There are, sometimes ironically, certain traits the Roman Empire possessed which contributed greatly to the growth of Christianity. The Roman Empire, most importantly, united a great variety and cultures and peoples into what in effect became one nation; the resulting unity and communication between so many peoples eased the spread of Christianity all over known world. The very cruelty of the Roman emperors assisted in spreading the Christian faith; not despite, but aided by their persecution Christianity grew rapidly. Finally, the oppressed and downtrodden nature of the plebeians made them very susceptible to and desirous of the Christian message.
The unity and ease of travel between many different peoples which the Roman Empire provided greatly aided in the sharing of the Christian message. The Roman Empire is the prototype for domination; at its height many hundreds of peoples were under its control. Roads led from Rome to every part of its dominion. Travel was made, if not easy, at least not impossible. This ease of communication made it possible for disciples to spread the Christian message all over the ancient world. If the Roman Empire had not existed, missionaries would have found it extremely difficult to cross the borders of very different and often warring nations without finding themselves accused and punished as an enemy, before they had a chance to spread the good news.
The very cruelty and hate of Christianity that various Roman emperors exhibited actually worked in favor of that religion. As it is said, "The blood of martyrs is the seed of the Church," for in many ways, persecution was beneficial to the new religion. Persecution gave the Christians a chance to flex their spiritual muscles, which many did, to great effect. The miracles that took place during these martyrdoms converted many of the pagans, which in turn led to more martyrdoms. Persecution served, essentially, to strengthen the faith of those already Christians, and to convert those who were not. By the very cruelties with which the emperors attempted to crush the young religion they actually aided it.

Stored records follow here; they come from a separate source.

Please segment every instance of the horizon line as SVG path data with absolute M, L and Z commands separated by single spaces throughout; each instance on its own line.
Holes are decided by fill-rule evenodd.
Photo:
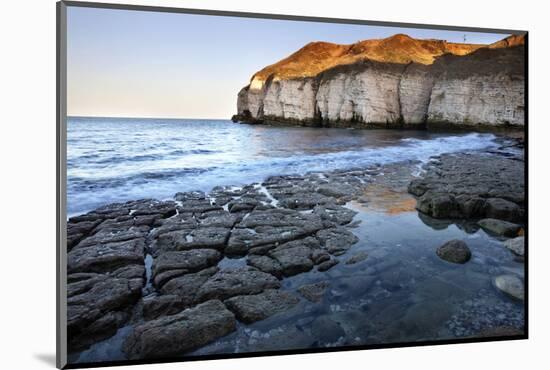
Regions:
M 122 119 L 172 119 L 172 120 L 211 120 L 211 121 L 231 121 L 230 118 L 190 118 L 190 117 L 153 117 L 153 116 L 103 116 L 103 115 L 71 115 L 67 118 L 122 118 Z

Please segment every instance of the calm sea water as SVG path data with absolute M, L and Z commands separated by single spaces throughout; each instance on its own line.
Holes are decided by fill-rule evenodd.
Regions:
M 229 120 L 70 117 L 68 214 L 270 175 L 427 160 L 495 145 L 492 135 L 280 128 Z

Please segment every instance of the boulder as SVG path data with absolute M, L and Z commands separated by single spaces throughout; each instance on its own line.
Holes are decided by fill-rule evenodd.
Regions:
M 495 286 L 508 296 L 518 299 L 525 299 L 523 281 L 516 275 L 500 275 L 495 278 Z
M 472 257 L 468 245 L 462 240 L 450 240 L 437 248 L 439 258 L 452 263 L 466 263 Z
M 496 235 L 513 237 L 517 236 L 521 226 L 508 221 L 497 220 L 494 218 L 485 218 L 477 223 L 484 230 Z
M 328 281 L 321 281 L 319 283 L 302 285 L 298 288 L 298 292 L 308 301 L 319 303 L 323 299 L 328 286 Z
M 128 359 L 169 358 L 202 347 L 236 328 L 235 316 L 219 300 L 134 327 L 123 350 Z
M 504 242 L 504 246 L 518 256 L 523 256 L 525 253 L 525 238 L 518 236 L 514 239 L 508 239 Z
M 294 307 L 299 299 L 285 291 L 267 289 L 260 294 L 241 295 L 224 301 L 239 321 L 246 324 L 266 319 Z

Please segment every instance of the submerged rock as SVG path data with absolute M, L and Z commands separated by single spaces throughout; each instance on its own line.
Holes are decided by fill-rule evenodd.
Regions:
M 322 343 L 334 343 L 346 336 L 346 332 L 339 323 L 328 315 L 319 316 L 311 323 L 311 334 Z
M 523 281 L 516 275 L 500 275 L 495 278 L 495 286 L 512 298 L 524 300 Z
M 235 316 L 219 300 L 139 324 L 126 338 L 129 359 L 167 358 L 204 346 L 236 328 Z
M 340 261 L 336 258 L 331 258 L 328 261 L 322 262 L 317 266 L 317 271 L 327 271 L 336 266 Z
M 346 265 L 354 265 L 362 262 L 368 258 L 369 254 L 365 251 L 355 253 L 353 256 L 347 259 Z
M 328 281 L 321 281 L 319 283 L 302 285 L 298 288 L 298 292 L 308 301 L 319 303 L 323 299 L 328 286 Z
M 462 240 L 450 240 L 437 248 L 439 258 L 452 263 L 466 263 L 472 257 L 468 245 Z
M 497 220 L 494 218 L 485 218 L 478 222 L 478 225 L 481 226 L 484 230 L 489 231 L 496 235 L 502 236 L 517 236 L 519 230 L 521 229 L 520 225 L 513 224 L 508 221 Z
M 224 301 L 239 321 L 250 324 L 294 307 L 299 299 L 285 291 L 268 289 L 255 295 L 242 295 Z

The oppressed, poor, miserable condition of the plebeians and the people in the countries Roma had conquered was also a circumstance which served Christianity. Jesus loved the poor; he told his Apostles that the poor were more open to his message. There were plenty of poor in Rome and in the countries subservient to her; in fact, most of the city and empire was destitute. This made average person living in the Empire more open and susceptible to Christ's message, a message which gave them hope of a better life hereafter, despite present poverty and misery. If the lower class had been well-treated and prosperous, they would probably have been less willing to believe in the next life; since this world had made them happy, what did they have to do with the next?
There were many factors which contributed to the spread of Christianity, but some of the most prominent and intriguing can be found in certain characteristics of Rome. The grand dimensions of the Empire, the fact that it encompassed so many different peoples, greatly aided in the spread of Christianity by enabling travel between such a great variety of nations over such a great area. The very cruelty of the Roman empires enlivened the faith of those already converted and converted yet more. And lastly, the oppressed nature of the subjects of the Roman Empire made the message of Christ welcome to these lower classes. God has a purpose behind everything, a plan guiding even the rise of the Roman Empire, writes St. Augustine. It seems to me that God allowed the rise of the Roman Empire so it could become the vehicle by which Christ's message would be spread throughout the ancient world.